Ciudad De México, 03 de junio de 2026.- Javier Aguirre propuso a los 17 dueños del fútbol mexicano realizar una concentración de más de 36 días antes de la Copa del Mundo, un plan que dio inicio el pasado 6 de mayo. La medida busca replicar la preparación de la generación de 1986, cuando los jugadores permanecieron concentrados más de tres meses bajo las órdenes del serbio Bora Milutinovic.

Antes del arranque del campamento, surgieron tensiones con algunos clubes. El Toluca no quería ceder a sus jugadores conforme al plan establecido, sino un par de días después de la fecha indicada. Esta situación llevó a Aguirre a emitir un ultimátum: que fueran todos los convocados o se quedarían sin participar en el Mundial. El esquema de concentración larga afectó a equipos como Chivas, que aportó cinco seleccionados, así como a Toluca con dos, además de Pumas y Cruz Azul.

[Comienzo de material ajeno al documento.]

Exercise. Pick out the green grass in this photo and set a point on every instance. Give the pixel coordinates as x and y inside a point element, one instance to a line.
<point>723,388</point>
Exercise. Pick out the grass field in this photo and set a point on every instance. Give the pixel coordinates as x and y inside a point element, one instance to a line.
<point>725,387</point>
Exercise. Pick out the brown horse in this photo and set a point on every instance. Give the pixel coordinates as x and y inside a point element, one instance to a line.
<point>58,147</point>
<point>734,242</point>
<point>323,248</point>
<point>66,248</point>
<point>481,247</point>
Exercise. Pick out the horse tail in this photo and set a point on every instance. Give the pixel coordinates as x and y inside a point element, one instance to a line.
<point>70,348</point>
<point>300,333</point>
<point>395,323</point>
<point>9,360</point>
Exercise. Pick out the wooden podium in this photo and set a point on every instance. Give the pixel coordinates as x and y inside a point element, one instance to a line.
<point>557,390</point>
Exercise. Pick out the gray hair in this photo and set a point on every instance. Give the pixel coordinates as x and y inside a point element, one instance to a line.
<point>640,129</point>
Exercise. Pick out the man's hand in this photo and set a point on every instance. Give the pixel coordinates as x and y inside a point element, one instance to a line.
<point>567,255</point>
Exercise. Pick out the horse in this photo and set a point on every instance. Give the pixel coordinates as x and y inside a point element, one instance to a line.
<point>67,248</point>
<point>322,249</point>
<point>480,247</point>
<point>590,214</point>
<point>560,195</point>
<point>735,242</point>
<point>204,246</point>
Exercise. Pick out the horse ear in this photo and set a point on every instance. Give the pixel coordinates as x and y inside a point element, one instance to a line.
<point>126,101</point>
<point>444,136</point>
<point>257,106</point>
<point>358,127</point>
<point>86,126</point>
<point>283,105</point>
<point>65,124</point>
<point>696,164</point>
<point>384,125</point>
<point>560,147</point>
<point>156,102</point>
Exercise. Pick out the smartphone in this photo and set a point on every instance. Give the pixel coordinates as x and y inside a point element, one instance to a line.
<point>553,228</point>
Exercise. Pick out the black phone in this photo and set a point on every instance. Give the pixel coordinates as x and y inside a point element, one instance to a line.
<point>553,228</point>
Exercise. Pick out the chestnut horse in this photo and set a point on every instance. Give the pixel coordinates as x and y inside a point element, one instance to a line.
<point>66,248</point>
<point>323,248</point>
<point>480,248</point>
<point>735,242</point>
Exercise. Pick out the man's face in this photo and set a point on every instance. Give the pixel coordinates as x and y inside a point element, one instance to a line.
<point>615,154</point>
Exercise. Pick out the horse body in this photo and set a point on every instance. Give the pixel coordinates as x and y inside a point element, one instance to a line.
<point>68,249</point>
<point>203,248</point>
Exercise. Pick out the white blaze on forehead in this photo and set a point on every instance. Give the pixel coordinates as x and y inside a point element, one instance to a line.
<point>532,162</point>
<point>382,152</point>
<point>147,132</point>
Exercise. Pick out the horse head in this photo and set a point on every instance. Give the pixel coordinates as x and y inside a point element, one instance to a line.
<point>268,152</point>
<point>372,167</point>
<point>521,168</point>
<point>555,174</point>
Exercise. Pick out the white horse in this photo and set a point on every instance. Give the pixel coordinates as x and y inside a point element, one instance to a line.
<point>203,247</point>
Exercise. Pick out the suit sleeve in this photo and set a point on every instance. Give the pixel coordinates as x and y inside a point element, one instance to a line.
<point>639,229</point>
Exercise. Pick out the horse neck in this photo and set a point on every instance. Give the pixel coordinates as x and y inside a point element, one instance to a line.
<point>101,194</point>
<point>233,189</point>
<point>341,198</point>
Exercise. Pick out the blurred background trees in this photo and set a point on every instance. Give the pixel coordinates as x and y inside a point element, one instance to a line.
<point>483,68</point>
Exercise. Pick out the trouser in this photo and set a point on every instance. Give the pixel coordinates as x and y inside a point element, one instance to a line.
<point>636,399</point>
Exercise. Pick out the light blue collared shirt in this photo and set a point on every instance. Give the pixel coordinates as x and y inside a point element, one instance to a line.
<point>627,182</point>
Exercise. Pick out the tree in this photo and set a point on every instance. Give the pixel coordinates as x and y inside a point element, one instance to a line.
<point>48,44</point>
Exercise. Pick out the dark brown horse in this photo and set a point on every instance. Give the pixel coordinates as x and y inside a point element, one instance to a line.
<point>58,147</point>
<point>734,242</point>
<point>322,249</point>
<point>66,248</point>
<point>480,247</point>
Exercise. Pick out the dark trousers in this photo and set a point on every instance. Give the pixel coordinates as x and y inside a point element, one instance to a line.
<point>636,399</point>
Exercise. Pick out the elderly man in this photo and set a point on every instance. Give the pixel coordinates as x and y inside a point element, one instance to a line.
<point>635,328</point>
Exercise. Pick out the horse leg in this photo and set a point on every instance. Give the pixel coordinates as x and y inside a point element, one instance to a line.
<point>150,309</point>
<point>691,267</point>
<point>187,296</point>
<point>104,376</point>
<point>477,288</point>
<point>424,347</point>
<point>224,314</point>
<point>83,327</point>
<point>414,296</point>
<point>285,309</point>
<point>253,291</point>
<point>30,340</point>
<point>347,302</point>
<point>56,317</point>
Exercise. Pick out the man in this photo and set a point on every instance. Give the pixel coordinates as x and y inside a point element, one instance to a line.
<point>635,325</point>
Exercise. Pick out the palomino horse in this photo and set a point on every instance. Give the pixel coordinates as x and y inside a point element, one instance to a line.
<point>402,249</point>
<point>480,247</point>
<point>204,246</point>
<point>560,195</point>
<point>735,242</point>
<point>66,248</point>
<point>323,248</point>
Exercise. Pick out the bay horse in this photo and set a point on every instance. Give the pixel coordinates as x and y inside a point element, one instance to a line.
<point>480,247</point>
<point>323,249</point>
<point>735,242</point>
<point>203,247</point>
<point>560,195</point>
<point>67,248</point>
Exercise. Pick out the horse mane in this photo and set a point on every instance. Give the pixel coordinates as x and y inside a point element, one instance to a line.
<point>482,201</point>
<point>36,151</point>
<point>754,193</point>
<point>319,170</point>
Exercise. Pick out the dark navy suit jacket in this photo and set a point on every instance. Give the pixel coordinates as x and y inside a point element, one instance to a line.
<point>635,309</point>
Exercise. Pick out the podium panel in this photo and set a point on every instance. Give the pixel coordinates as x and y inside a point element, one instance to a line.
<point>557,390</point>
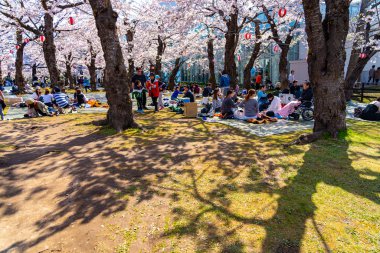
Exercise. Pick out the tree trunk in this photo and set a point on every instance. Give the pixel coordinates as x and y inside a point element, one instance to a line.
<point>19,78</point>
<point>174,73</point>
<point>283,67</point>
<point>92,66</point>
<point>160,51</point>
<point>131,62</point>
<point>326,61</point>
<point>252,59</point>
<point>92,70</point>
<point>211,62</point>
<point>49,50</point>
<point>232,39</point>
<point>120,114</point>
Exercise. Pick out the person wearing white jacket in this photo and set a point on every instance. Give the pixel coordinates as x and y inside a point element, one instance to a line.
<point>275,103</point>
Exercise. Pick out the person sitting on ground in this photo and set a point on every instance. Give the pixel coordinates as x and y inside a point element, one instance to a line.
<point>262,98</point>
<point>36,108</point>
<point>250,105</point>
<point>61,100</point>
<point>154,90</point>
<point>2,105</point>
<point>275,104</point>
<point>79,98</point>
<point>48,98</point>
<point>216,101</point>
<point>307,93</point>
<point>372,111</point>
<point>175,93</point>
<point>188,94</point>
<point>37,94</point>
<point>138,94</point>
<point>307,96</point>
<point>197,90</point>
<point>207,91</point>
<point>228,105</point>
<point>292,87</point>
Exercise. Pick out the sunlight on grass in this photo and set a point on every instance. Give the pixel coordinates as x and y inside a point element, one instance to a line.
<point>222,190</point>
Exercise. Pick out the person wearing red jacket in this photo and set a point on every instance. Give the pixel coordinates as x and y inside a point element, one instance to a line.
<point>153,87</point>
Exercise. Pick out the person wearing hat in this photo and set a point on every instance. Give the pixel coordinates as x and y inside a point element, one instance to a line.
<point>61,99</point>
<point>161,85</point>
<point>37,94</point>
<point>154,90</point>
<point>139,76</point>
<point>36,108</point>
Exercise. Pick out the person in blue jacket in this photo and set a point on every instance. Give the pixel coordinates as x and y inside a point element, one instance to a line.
<point>225,82</point>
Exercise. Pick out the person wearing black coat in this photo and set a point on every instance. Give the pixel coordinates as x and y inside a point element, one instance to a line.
<point>139,76</point>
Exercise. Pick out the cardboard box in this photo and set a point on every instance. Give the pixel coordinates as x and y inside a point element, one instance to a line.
<point>12,100</point>
<point>286,98</point>
<point>191,110</point>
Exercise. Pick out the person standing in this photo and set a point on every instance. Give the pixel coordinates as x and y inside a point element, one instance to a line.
<point>188,94</point>
<point>377,75</point>
<point>225,82</point>
<point>154,90</point>
<point>291,77</point>
<point>2,105</point>
<point>139,76</point>
<point>259,80</point>
<point>371,74</point>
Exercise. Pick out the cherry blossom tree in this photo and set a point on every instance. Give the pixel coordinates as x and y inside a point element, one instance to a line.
<point>326,36</point>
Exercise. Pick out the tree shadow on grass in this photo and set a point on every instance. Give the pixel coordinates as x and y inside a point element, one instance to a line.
<point>330,165</point>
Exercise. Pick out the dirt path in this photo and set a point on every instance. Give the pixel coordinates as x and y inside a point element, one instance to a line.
<point>68,187</point>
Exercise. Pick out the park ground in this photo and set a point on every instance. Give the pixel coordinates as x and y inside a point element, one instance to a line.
<point>182,185</point>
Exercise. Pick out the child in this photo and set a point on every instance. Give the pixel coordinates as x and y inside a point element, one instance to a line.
<point>250,105</point>
<point>262,98</point>
<point>154,90</point>
<point>138,94</point>
<point>175,93</point>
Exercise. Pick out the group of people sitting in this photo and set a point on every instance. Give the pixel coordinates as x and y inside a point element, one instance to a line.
<point>258,106</point>
<point>49,104</point>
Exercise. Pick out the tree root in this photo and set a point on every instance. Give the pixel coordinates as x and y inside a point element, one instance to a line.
<point>305,139</point>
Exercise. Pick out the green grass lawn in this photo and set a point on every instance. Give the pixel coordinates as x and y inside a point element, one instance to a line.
<point>211,188</point>
<point>264,198</point>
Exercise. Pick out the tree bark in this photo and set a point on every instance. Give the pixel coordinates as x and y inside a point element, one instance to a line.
<point>92,67</point>
<point>160,52</point>
<point>131,62</point>
<point>173,74</point>
<point>252,59</point>
<point>211,62</point>
<point>68,74</point>
<point>326,61</point>
<point>19,78</point>
<point>283,67</point>
<point>50,51</point>
<point>232,39</point>
<point>120,114</point>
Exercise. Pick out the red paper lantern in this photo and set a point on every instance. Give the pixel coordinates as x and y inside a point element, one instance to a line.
<point>71,21</point>
<point>282,12</point>
<point>276,49</point>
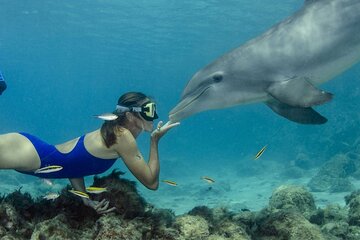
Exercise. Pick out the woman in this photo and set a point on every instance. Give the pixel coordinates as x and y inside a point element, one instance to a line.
<point>94,152</point>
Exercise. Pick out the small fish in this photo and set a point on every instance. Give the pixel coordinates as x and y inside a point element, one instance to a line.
<point>171,183</point>
<point>208,179</point>
<point>49,169</point>
<point>107,116</point>
<point>260,152</point>
<point>79,193</point>
<point>51,196</point>
<point>47,182</point>
<point>95,190</point>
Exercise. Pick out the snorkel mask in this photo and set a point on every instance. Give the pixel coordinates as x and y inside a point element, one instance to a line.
<point>147,110</point>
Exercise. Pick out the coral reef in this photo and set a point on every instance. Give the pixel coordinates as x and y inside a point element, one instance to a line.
<point>294,198</point>
<point>290,214</point>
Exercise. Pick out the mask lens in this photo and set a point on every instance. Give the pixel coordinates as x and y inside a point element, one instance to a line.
<point>149,111</point>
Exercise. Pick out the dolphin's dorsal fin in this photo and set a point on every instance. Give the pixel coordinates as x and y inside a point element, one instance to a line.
<point>296,114</point>
<point>298,92</point>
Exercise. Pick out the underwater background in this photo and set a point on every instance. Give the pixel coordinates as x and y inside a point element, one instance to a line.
<point>65,61</point>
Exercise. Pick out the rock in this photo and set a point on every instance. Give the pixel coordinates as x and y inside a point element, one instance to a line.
<point>289,197</point>
<point>192,227</point>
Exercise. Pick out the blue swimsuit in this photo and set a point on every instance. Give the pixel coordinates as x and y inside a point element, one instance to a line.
<point>77,163</point>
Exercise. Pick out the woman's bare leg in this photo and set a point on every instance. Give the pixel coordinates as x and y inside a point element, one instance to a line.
<point>17,152</point>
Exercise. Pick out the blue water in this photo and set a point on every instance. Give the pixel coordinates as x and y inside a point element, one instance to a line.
<point>67,60</point>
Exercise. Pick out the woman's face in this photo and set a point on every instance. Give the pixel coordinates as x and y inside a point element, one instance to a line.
<point>147,125</point>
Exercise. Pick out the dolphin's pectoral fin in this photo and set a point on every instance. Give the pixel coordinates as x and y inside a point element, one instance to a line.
<point>296,114</point>
<point>298,92</point>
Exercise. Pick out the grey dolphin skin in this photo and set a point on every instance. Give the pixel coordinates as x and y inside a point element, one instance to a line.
<point>283,66</point>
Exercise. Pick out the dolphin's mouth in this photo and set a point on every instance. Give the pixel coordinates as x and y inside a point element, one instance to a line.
<point>186,103</point>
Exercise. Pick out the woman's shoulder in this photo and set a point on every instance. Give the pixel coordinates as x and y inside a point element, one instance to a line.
<point>123,135</point>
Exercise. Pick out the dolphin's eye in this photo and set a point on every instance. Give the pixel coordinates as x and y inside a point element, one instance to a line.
<point>218,77</point>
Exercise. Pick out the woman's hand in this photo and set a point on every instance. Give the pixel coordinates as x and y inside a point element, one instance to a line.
<point>161,130</point>
<point>99,207</point>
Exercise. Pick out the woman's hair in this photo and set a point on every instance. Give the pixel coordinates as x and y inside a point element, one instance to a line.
<point>130,99</point>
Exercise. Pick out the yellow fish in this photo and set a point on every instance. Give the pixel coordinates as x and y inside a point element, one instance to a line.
<point>95,190</point>
<point>79,193</point>
<point>107,116</point>
<point>51,196</point>
<point>260,152</point>
<point>171,183</point>
<point>49,169</point>
<point>208,179</point>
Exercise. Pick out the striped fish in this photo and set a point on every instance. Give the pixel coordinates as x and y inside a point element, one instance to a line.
<point>49,169</point>
<point>79,193</point>
<point>208,179</point>
<point>171,183</point>
<point>262,150</point>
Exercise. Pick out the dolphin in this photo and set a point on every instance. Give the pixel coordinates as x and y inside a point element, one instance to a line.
<point>283,66</point>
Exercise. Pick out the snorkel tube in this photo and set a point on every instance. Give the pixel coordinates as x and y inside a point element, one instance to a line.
<point>2,84</point>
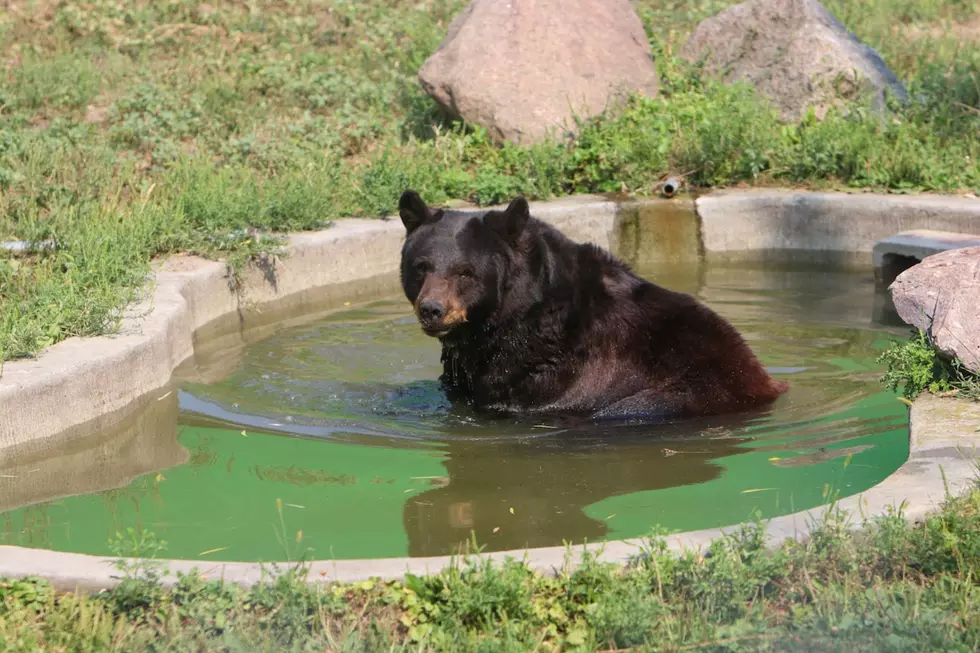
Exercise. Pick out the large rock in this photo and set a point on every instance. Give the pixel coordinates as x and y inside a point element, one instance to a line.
<point>522,68</point>
<point>941,296</point>
<point>793,51</point>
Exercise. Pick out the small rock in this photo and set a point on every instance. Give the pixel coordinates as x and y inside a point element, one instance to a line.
<point>524,68</point>
<point>96,114</point>
<point>793,51</point>
<point>941,296</point>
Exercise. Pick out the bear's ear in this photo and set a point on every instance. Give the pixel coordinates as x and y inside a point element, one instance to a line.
<point>509,224</point>
<point>414,212</point>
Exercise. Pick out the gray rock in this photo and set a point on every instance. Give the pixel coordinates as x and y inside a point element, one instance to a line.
<point>793,51</point>
<point>941,296</point>
<point>524,68</point>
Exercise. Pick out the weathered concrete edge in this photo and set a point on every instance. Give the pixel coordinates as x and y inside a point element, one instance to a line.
<point>81,378</point>
<point>942,463</point>
<point>767,220</point>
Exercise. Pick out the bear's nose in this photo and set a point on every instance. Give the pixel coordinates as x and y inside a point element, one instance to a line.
<point>431,310</point>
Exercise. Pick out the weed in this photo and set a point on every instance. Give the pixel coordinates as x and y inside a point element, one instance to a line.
<point>162,127</point>
<point>883,584</point>
<point>916,366</point>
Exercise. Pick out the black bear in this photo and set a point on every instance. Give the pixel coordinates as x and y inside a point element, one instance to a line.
<point>532,322</point>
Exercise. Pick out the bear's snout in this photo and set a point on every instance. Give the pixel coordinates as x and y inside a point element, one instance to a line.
<point>431,311</point>
<point>438,307</point>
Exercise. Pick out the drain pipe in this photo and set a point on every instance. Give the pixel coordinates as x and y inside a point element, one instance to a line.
<point>669,189</point>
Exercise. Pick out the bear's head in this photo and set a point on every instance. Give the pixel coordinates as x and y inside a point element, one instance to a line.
<point>455,264</point>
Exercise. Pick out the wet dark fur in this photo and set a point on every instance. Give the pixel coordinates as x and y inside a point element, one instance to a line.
<point>553,326</point>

Aguirre, quien fue parte de la selección mexicana que en 1986 logró la mejor participación del país en un Mundial al llegar a cuartos de final —generación en la que destacaba Hugo Sánchez—, defendió la estrategia basándose en esa experiencia. “No tengo mejor experiencia que el Mundial en mi casa”, señaló el entrenador.

Sobre la viabilidad física de los futbolistas para soportar el periodo extendido, Aguirre reconoció diferencias entre los atletas: “Es claro que hay jugadores que pueden y quieren, pero otros no pueden, no les alcanza”. No obstante, insistió en la visión a largo plazo de su gestión. “Este es un proyecto, no es un capricho, es un proyecto para buscar hacer un gran Mundial”, afirmó.

El técnico recordó que en noviembre lanzó una reprimenda directa a una generación de futbolistas que veían como un calvario enfundarse el uniforme de la selección mexicana. Al analizar el contexto actual, Aguirre comentó: “Cuando vi el rol, el calendario, los partidos en casa, dije: ‘Está de pechito para no dejarla ir'”.